In a related study in the same issue of the journal, experts in public health law note that across the country employers already are being held legally liable for exposing workers to secondhand smoke, even if state or local laws permit workplace smoking. They warn that as scientists continue to provide evidence of harm, employers could soon face a clear choice: either voluntarily ban smoking in their workplace or face an increasing wave of costly legal actions.

"When employers that allow smoking have scientists telling them that as soon as workers get on the job, they're breathing in some of the most dangerous carcinogens around, it's time to think about whether they want to deal with that kind of liability," said Marice Ashe with the Public Health Law Program at the Public Health Institute in Oakland, Calif., and the lead author of the legal analysis. "The science is making it easier and easier to persuade courts to sanction employers who continue to allow smoking."

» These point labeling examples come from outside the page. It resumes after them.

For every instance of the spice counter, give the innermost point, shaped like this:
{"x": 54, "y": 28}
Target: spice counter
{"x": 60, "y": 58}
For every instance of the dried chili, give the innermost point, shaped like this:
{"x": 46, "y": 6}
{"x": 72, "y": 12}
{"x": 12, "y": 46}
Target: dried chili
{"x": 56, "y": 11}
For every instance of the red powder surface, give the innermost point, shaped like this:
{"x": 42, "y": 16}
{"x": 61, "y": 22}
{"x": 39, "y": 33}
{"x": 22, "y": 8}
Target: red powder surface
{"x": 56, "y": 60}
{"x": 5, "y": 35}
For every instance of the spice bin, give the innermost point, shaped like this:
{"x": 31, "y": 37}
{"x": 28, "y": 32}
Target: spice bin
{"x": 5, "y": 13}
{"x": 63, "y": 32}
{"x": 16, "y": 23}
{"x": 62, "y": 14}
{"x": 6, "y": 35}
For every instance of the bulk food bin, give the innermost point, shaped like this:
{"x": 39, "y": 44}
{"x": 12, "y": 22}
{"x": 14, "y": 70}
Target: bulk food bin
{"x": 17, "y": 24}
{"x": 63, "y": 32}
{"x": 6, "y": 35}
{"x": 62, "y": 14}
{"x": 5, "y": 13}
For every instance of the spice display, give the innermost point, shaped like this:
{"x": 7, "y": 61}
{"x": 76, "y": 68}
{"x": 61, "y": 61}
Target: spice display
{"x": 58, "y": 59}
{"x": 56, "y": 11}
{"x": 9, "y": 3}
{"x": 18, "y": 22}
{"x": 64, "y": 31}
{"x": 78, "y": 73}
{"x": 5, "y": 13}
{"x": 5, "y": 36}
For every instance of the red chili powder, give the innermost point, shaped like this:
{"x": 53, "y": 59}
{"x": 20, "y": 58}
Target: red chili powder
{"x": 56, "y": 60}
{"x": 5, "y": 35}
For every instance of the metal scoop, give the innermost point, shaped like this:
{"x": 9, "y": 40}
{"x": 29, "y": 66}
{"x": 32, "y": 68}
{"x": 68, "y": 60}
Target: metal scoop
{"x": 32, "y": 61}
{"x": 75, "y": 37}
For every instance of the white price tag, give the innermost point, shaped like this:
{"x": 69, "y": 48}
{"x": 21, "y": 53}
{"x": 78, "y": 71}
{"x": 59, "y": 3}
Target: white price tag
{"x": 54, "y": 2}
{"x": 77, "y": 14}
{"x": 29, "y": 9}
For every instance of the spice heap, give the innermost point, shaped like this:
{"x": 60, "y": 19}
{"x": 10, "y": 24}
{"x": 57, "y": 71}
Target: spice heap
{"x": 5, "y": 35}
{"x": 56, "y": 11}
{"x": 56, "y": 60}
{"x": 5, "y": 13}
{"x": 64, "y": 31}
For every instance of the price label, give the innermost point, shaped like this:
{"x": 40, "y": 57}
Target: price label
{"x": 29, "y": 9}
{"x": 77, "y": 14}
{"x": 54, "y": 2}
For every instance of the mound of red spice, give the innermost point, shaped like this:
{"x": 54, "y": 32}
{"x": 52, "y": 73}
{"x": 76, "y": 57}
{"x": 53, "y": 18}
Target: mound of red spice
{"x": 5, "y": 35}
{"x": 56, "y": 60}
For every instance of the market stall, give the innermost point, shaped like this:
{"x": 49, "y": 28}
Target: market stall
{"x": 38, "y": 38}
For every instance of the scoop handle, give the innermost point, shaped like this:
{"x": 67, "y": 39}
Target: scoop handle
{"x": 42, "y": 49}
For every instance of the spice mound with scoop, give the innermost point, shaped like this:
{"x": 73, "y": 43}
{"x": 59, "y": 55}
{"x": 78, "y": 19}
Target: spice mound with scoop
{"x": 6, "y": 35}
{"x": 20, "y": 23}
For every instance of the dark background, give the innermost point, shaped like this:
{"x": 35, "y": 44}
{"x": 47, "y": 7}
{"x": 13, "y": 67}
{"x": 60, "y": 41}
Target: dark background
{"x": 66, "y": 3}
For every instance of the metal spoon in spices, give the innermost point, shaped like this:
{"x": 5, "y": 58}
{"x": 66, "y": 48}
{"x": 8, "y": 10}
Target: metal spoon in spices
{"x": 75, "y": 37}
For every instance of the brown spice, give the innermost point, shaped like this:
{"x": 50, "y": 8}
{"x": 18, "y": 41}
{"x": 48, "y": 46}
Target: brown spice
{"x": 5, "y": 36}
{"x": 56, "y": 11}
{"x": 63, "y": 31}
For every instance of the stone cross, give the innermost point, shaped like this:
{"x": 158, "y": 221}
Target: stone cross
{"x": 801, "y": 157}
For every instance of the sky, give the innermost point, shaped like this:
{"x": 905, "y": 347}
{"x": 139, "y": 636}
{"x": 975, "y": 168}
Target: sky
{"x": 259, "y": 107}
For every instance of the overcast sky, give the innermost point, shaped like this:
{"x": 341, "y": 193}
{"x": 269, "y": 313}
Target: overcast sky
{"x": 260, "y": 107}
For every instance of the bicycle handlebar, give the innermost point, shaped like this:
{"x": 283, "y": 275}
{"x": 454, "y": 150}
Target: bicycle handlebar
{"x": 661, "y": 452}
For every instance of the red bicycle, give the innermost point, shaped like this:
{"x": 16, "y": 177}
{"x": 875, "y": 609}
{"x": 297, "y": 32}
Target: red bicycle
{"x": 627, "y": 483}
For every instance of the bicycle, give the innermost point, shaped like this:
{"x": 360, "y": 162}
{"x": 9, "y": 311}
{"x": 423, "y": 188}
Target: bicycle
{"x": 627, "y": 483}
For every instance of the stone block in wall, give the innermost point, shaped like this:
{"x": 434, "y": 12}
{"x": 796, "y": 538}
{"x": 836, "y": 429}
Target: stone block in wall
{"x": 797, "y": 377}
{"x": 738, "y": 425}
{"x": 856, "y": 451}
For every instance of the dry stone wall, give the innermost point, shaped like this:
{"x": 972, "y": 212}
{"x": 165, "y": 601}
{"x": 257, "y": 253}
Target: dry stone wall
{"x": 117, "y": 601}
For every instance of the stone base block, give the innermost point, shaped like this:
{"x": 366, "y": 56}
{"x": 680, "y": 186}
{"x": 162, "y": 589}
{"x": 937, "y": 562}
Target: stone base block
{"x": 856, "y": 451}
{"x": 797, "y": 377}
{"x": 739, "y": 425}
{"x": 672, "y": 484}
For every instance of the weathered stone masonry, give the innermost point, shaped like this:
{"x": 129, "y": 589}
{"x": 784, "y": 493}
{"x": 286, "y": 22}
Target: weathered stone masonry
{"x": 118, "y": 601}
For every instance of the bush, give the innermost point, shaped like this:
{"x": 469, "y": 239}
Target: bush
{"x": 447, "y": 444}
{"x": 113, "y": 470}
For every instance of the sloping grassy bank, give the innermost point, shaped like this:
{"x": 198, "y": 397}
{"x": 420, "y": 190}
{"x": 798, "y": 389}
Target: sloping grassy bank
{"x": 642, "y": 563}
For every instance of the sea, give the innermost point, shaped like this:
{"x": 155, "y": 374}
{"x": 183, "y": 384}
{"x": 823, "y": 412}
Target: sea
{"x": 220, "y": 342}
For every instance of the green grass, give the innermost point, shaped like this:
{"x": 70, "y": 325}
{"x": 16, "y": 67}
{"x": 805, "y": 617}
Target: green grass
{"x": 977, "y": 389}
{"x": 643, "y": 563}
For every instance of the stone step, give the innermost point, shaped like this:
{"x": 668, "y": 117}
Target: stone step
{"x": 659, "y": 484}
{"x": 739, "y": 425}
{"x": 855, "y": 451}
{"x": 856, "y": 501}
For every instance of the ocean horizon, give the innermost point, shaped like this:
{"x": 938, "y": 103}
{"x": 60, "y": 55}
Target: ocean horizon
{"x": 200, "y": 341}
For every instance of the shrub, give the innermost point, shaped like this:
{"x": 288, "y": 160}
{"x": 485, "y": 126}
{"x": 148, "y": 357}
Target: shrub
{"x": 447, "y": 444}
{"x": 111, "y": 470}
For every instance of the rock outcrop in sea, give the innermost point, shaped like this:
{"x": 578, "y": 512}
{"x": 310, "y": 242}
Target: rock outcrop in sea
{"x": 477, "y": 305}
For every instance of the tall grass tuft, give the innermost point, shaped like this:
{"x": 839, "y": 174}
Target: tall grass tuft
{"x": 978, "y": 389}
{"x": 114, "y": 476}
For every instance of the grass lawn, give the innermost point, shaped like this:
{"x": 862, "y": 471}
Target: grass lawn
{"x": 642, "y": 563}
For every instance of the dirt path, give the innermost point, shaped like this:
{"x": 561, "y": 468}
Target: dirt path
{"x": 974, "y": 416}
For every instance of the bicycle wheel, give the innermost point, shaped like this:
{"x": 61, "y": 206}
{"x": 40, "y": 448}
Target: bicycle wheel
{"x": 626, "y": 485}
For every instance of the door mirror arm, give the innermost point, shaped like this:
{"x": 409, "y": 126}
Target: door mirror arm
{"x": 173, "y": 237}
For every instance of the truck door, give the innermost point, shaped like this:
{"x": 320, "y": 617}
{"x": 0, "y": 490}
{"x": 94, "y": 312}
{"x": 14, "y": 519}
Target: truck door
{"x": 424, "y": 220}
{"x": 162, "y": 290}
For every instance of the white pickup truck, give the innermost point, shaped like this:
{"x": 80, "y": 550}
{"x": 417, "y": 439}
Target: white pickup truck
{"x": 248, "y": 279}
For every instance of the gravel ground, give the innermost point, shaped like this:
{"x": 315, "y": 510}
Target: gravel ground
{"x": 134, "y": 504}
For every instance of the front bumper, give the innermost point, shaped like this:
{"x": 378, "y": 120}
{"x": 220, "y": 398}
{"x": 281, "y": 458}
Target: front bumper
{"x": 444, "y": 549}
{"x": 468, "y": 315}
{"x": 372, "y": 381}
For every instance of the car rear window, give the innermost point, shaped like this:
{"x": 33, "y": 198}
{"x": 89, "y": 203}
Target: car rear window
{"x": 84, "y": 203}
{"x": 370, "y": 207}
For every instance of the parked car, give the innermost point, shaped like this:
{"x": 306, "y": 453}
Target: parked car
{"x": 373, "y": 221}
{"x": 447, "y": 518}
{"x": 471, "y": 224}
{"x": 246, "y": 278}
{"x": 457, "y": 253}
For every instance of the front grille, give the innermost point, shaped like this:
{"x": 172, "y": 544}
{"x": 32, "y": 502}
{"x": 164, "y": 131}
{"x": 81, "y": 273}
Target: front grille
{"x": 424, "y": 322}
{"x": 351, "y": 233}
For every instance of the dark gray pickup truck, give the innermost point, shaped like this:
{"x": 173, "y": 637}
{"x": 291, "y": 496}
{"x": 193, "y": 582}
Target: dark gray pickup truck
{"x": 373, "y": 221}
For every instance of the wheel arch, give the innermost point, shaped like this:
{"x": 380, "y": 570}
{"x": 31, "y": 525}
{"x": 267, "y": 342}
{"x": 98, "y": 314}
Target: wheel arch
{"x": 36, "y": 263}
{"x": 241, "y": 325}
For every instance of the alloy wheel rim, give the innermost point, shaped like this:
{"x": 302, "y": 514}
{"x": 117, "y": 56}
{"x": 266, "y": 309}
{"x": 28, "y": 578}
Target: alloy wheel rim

The Stark study on the effects of workplace smoking, "The Impact of Clean Indoor Air Exemptions and Preemption on the Prevalence of a Tobacco-Specific Lung Carcinogen Among Nonsmoking Bar and Restaurant Workers," was funded by the Robert Wood Johnson Foundation's Substance Abuse Policy Research Program (SAPRP -- http://www.saprp.org).

It followed 52 nonsmoking employees of bars and restaurants in Oregon communities where smoking is still permitted in such establishments and compared them to 32 nonsmoking bar and restaurant employees from other Oregon municipalities where smoking is prohibited by local ordinance. Researchers collected urine samples from both groups before and after their work shifts and tested them for the tobacco produced lung carcinogen NNK.

In their analysis of the legal and liability issues raised by workplace smoking hazards -- "Legal Risks to Employers Allowing Smoking in the Workplace" -- Ashe and her colleagues said employees harmed by secondhand smoke already are using workers' compensation laws, state and federal disability laws and an employer's legal responsibility to "provide a safe workplace" to take action against secondhand smoke. While in the past such cases have not always met with success, the study notes that as the scientific evidence mounts, employers will increasingly be on the losing end.

"Employers are always talking about high costs of insurance and the need to reduce their potential liabilities," Ashe said. "Voluntarily banning smoking and supporting state and local legislation mandating smoke-free workplaces is a relatively cheap and easy way of removing a cumbersome and costly liability."